NEW: Microsoft.CodeAnalysis.PooledObjects.ObjectPool<System.Collections.Generic.Stack<System.ValueTuple<Microsoft.CodeAnalysis.Shared.Collections.IntervalTree<Microsoft.CodeAnalysis.Editor.Shared.Tagging.TagSpanIntervalTree+TagNode>+Node, System.Boolean>>>

leculver commented 4 years ago

Looks great, ship it!

erikness commented 3 years ago

Just ran into this issue; I bet this fix will solve it for me, thank you @ryanmolden for working on it!

Let me describe what I'm seeing in case anyone in the future runs into the problem in the same way.


In my case, I was iterating runtime.Heap.EnumerateObjects(), and if objects had the type name System.Collections.Concurrent.ConcurrentDictionary<MyTypeA, MyTypeB>, I'd try to print all the "MyTypeA" key objects. To do this, I'd dive into the internals of ConcurrentDictionary like so:

// type of _tables is "Tables", a nested class
ClrObject tables = clrObject.ReadObjectField("_tables");
// type of _buckets is "Node?[]", and Node is a nested class
ClrObject buckets = tables.ReadObjectField("_buckets");
ClrArray bucketsAsArray = buckets.AsArray();

for (int i = 0; i < bucketsAsArray.Length; i++)
{
    ClrObject node = bucketsAsArray.GetObjectValue(i);
    if (!node.IsNull)
    {
        // print MyTypeA, which for me is at node.ReadValueTypeField("_key")
    }
}

But I was getting an ArgumentException that _tables was not a field of ConcurrentDictionary. Huh?? So I printed out the ClrObject.Fields, and it told me this:

_value, _next, _hashcode, _key

or occasionally this:

_buckets, _locks, _countPerLock, _fastModBucketsMultiplier

These are actually the fields of the nested classes Node and Tables, respectively. (It would also tell me the correct fields sometimes).

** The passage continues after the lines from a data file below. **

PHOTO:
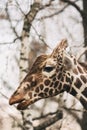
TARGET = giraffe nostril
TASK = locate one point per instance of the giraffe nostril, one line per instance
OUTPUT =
(33, 83)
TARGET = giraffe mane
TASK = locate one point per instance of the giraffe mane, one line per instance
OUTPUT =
(38, 64)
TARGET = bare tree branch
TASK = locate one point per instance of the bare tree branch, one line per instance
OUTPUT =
(47, 123)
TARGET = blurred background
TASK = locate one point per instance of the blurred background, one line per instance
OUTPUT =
(27, 29)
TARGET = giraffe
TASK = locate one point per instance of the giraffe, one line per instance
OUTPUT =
(51, 75)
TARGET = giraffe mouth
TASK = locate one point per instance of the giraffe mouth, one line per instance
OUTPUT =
(20, 101)
(21, 104)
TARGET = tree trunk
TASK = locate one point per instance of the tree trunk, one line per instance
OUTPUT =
(85, 23)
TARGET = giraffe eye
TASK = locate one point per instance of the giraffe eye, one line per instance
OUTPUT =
(48, 68)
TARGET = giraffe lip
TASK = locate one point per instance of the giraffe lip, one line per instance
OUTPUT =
(23, 105)
(14, 100)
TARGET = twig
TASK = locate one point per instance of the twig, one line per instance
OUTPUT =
(82, 13)
(55, 13)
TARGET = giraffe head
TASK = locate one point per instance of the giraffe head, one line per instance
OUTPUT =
(44, 78)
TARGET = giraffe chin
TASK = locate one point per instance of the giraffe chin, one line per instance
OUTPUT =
(23, 105)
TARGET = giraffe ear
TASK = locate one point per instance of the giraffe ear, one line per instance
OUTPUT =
(60, 47)
(67, 63)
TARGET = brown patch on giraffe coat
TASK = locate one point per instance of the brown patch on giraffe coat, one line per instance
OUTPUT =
(30, 94)
(66, 87)
(51, 84)
(56, 84)
(74, 61)
(37, 90)
(85, 92)
(78, 83)
(73, 92)
(50, 92)
(75, 71)
(84, 102)
(47, 82)
(46, 89)
(33, 83)
(80, 69)
(68, 80)
(59, 75)
(60, 86)
(41, 86)
(41, 95)
(54, 75)
(83, 78)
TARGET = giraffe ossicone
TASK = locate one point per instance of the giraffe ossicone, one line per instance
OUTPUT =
(51, 75)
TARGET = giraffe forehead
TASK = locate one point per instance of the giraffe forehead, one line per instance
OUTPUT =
(50, 61)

This was run on a program with a large heap and lots of ConcurrentDictionaries. I tried to repro this behavior in a small program and here's what I found:

Temporary fix

Constructor names are not broken, so I can differentiate between ConcurrentDictionary and Node by checking the methods. For example, the here are the two constructor signatures:

// ConcurrentDictionary
"System.Collections.Concurrent.ConcurrentDictionary`2[[ObjectSizePlayground.ThreeIntStruct, ObjectSizePlayground],[System.__Canon, System.Private.CoreLib]]..ctor()"
// Node
"System.Collections.Concurrent.ConcurrentDictionary`2+Tables[[MyAssembly.MyTypeA, MyAssembly],[System.__Canon, System.Private.CoreLib]]..ctor(Node<MyAssembly.MyTypeA,System.__Canon>[], System.Object[], Int32[])"

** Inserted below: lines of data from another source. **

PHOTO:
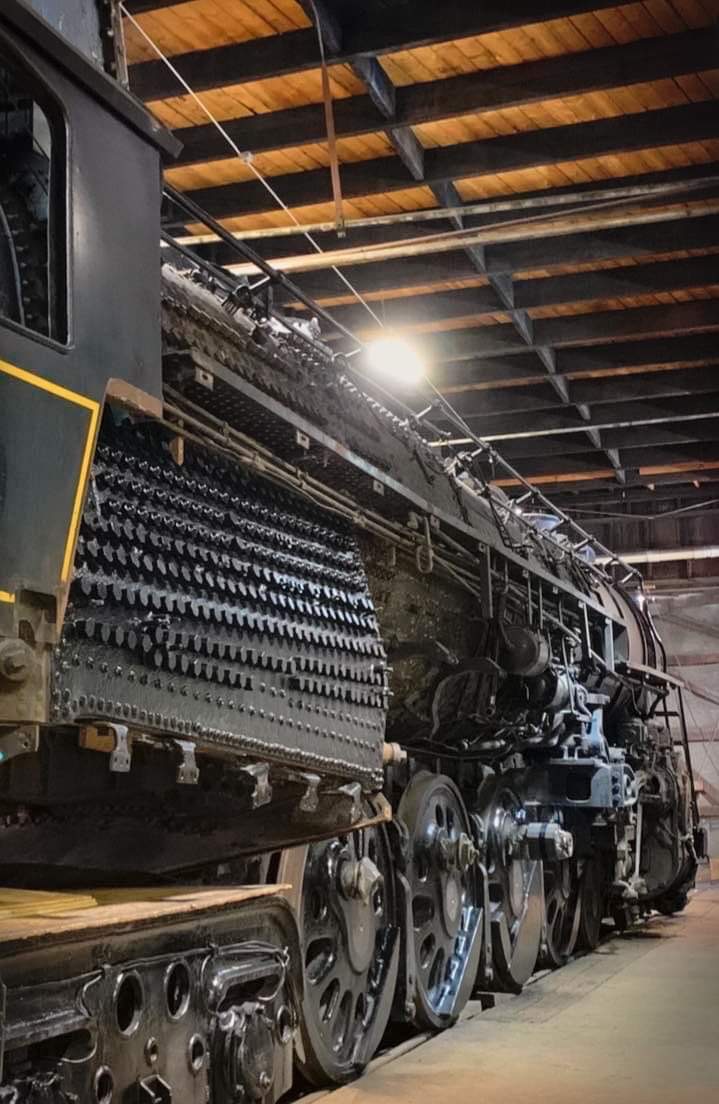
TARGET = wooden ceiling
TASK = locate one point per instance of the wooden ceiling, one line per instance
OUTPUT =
(588, 349)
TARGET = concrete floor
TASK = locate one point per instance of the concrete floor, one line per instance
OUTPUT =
(637, 1021)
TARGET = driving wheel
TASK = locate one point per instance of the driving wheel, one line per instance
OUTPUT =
(344, 898)
(445, 900)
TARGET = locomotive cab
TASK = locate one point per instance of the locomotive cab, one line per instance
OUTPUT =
(80, 304)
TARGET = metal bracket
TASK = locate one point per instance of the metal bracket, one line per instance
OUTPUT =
(262, 792)
(120, 756)
(188, 773)
(20, 741)
(309, 800)
(353, 791)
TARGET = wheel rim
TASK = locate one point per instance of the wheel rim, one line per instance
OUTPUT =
(346, 914)
(515, 892)
(591, 905)
(561, 913)
(444, 893)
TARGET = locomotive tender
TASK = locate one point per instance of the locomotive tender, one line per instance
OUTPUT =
(304, 726)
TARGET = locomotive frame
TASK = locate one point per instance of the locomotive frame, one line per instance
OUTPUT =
(267, 635)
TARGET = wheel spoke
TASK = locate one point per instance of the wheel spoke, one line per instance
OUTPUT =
(347, 912)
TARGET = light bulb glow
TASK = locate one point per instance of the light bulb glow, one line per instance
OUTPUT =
(394, 361)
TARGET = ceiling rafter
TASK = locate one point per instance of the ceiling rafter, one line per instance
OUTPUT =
(386, 30)
(486, 89)
(649, 129)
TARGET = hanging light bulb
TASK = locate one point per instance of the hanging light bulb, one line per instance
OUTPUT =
(394, 360)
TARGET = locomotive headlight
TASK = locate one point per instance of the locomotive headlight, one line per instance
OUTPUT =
(394, 360)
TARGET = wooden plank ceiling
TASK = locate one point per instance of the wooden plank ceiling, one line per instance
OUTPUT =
(588, 349)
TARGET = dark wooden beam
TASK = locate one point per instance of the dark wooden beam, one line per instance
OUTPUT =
(665, 435)
(641, 498)
(139, 7)
(374, 32)
(691, 382)
(619, 283)
(637, 321)
(641, 458)
(488, 89)
(670, 236)
(667, 350)
(506, 369)
(686, 381)
(642, 130)
(575, 329)
(610, 284)
(610, 416)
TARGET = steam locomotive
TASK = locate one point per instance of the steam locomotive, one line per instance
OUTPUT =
(305, 726)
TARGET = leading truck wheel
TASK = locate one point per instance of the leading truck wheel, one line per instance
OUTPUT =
(562, 913)
(592, 904)
(515, 889)
(344, 898)
(445, 900)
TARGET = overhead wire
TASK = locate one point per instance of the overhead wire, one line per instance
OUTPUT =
(437, 400)
(245, 157)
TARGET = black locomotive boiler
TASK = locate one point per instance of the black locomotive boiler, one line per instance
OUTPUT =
(305, 728)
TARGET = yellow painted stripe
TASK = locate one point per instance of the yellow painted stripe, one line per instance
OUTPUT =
(80, 494)
(86, 403)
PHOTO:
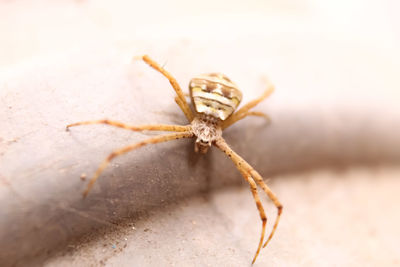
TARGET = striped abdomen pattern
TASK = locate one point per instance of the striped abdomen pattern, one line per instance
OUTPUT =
(215, 95)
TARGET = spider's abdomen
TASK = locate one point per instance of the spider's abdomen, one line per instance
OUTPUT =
(215, 95)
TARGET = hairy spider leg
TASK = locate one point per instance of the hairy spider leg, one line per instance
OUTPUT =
(150, 127)
(245, 168)
(118, 152)
(181, 101)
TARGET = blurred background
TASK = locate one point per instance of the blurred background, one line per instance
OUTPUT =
(332, 149)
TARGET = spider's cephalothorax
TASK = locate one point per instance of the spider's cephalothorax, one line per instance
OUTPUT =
(215, 99)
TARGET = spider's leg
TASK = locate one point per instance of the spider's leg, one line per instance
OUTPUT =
(240, 114)
(244, 115)
(244, 167)
(259, 180)
(150, 127)
(182, 103)
(263, 217)
(118, 152)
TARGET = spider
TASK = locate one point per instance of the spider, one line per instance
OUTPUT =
(215, 98)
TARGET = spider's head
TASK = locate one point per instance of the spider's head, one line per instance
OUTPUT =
(202, 146)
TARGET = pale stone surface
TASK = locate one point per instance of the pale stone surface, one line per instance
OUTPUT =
(336, 104)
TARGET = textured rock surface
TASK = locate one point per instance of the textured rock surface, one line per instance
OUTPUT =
(336, 105)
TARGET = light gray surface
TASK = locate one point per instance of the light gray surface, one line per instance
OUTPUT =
(336, 103)
(329, 220)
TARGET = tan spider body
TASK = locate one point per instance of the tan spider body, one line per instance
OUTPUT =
(215, 98)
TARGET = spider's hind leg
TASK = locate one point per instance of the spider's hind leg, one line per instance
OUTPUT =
(149, 127)
(246, 169)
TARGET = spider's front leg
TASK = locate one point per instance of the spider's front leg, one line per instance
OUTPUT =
(246, 170)
(180, 100)
(139, 128)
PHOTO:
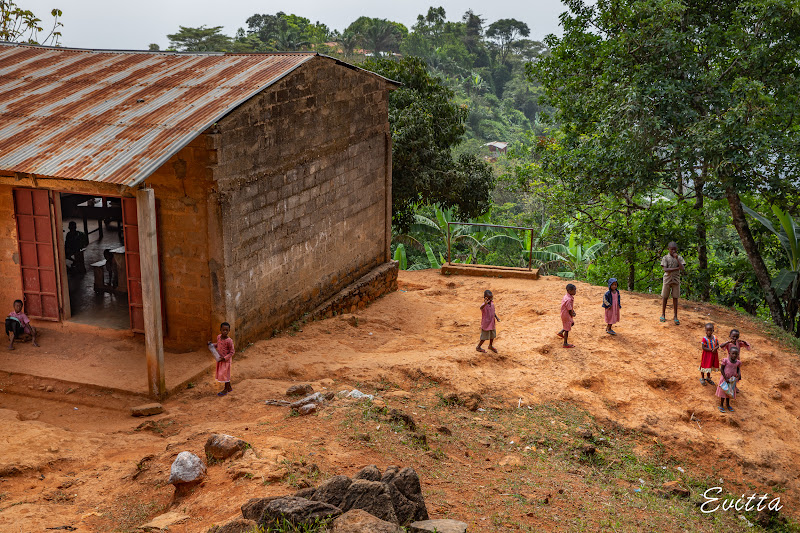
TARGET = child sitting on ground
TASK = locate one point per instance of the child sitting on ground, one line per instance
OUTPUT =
(611, 303)
(731, 373)
(18, 326)
(488, 318)
(567, 314)
(224, 347)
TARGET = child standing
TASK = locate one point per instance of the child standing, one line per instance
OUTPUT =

Or you can just put a try/catch around ReadObjectField.

leculver commented 3 years ago

@erikness Does the problem still reproduce on the newest version of ClrMD with this issue fixed?

erikness commented 3 years ago

Oops, didn't realize you had already pushed out a fix. Just tested it, looks like it works!